Postgres handles the same workload in its sleep. Multi-writer is the default. The schema was simple enough to translate by hand.

The fix

Postgres 17 on the host. Same schema, with three small SQL changes:

BIGSERIAL ids instead of INTEGER PRIMARY KEY
INSERT OR IGNORE → INSERT ... ON CONFLICT DO NOTHING
Quote "offset" everywhere because it's a reserved word in Postgres

Engine swap from aiosqlite to asyncpg via a tiny adapter that translates ? placeholders to $1, $2, ... and reshapes the tuple-vs-args call conventions. About fifty lines.

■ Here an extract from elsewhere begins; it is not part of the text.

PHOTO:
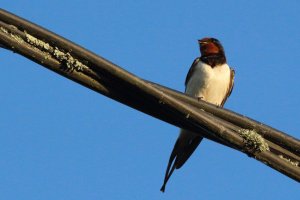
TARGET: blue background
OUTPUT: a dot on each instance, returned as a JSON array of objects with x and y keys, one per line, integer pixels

One-shot data migration copied existing rows over:

async def copy_table(pg, sqlite_path, table, columns):
    async with aiosqlite.connect(sqlite_path) as src:
        cur = await src.execute(f"SELECT {','.join(columns)} FROM {table}")
        rows = await cur.fetchall()
    if not rows:
        return 0
    placeholders = ",".join(f"${i+1}" for i in range(len(columns)))
    await pg.executemany(
        f"INSERT INTO {table} ({','.join(columns)}) VALUES ({placeholders}) "
        f"ON CONFLICT DO NOTHING",
        rows,
    )
    return len(rows)

Migrated cleanly: a few hundred packs, a hundred thousand chunks, a dozen snapshots, a hundred-plus jobs. asyncpg pool sized 4-40 connections, which is comfortable headroom for the engine's peak. The old SQLite file got left in place read-only for a rollback window.

What I'd do differently

I picked SQLite for the original prototype because it was zero config. That was right for the first week. I should have moved to Postgres the first time I scaled past two concurrent jobs, not the first time the API hung. The "switch the database" step is a one-evening job when the schema is small; it gets worse the longer you wait, and the failure mode is wedged production rather than a friendly error.

Standing rule for the next greenfield project that does write-heavy work: SQLite is fine for the prototype, but the asyncpg adapter goes in week two regardless of whether the workload "needs" it yet.